Ojcem duchowym tej ideologii był Lenin. On też był twórcą rzeczywistości państwa sowieckiego. Abramowicz wykazuje, jak niezmienne są fundamenty intelektualne komunizmu sowieckiego i jego linia przewodnia – wroga wszystkiemu, co jest prawdziwą demokracją, tj. wolnością, i wszystkiemu, co jest prawdziwym socjalizmem, tj. równością między ludźmi.

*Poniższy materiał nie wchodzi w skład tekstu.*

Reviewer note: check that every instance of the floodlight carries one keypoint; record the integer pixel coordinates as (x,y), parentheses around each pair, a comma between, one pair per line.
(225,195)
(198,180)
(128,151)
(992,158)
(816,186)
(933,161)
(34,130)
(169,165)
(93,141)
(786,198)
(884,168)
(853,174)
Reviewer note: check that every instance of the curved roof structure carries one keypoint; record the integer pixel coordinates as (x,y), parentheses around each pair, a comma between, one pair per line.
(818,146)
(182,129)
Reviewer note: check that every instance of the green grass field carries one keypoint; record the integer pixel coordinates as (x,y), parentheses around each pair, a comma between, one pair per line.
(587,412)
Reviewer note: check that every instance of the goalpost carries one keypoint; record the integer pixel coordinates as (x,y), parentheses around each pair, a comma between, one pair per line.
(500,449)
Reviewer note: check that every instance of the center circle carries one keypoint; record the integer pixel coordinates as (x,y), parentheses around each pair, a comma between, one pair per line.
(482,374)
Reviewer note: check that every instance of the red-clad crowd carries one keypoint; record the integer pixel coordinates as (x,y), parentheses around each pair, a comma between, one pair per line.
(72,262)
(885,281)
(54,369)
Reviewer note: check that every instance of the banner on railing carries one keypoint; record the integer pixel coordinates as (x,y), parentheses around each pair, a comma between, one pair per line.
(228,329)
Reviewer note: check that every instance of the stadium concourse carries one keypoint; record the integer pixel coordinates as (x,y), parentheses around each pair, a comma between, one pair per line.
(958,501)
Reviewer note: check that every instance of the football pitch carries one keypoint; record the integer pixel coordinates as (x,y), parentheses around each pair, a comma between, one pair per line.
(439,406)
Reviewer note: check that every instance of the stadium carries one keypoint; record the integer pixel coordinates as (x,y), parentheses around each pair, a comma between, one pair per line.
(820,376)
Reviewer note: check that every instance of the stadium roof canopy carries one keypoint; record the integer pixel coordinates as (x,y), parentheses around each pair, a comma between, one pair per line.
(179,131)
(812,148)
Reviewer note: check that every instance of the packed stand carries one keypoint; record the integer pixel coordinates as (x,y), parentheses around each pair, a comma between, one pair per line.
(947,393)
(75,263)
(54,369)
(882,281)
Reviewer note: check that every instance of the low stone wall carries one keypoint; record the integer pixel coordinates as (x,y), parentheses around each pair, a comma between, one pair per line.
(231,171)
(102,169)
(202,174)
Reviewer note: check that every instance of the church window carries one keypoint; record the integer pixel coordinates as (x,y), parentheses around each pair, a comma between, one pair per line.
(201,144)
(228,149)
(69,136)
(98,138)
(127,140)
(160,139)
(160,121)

Abramowicz przypomina, że wielki francuski trybun socjalizmu Jean Jaures, autor socjalistycznej historii Rewolucji Francuskiej, napisał niegdyś, iż wszystkie rewolucje w dziejach były barbarzyńskimi środkami osiągnięcia postępu, popchnięcia świata naprzód. Rewolucja angielska w 17 stuleciu i rewolucja francuska w 18 stuleciu nie stanowiły wyjątku w tej regule. Ale czy można rzec, że rosyjska lub chińska rewolucja komunistyczna są krokami na drodze postępu? Abramowicz daje na to zapytanie odpowiedź przeczącą. Nikt – pisze – kto żyć musiał w państwie totalitarnym i jest obznajomiony z jego sposobem funkcjonowania, nie uwierzy, że barbarzyństwo to przyczyni się kiedykolwiek do rozwoju kulturalnego lub dobrobytu ludzkości. „Albowiem rządy totalitarne są nie tyle antykapitalistyczne, co antyludzkie”.
Abramowicz nie daje żadnych wskazań na przyszłość. Jego książka nie uczy, jak postępować z Rosją. Uczy natomiast widzieć i rozumieć prawdę o Rosji sowieckiej. Jest to znakomita, bo może najgłębsza i najlepiej oddająca rzeczywistość książka spośród wszystkich dotychczas napisanych i ogłoszonych książek o tzw. Kraju Rad.
Adam Ciołkosz
Powyższy tekst pierwotnie ukazał się w nowojorskim piśmie „Robotnik Polski” nr 2, 1963.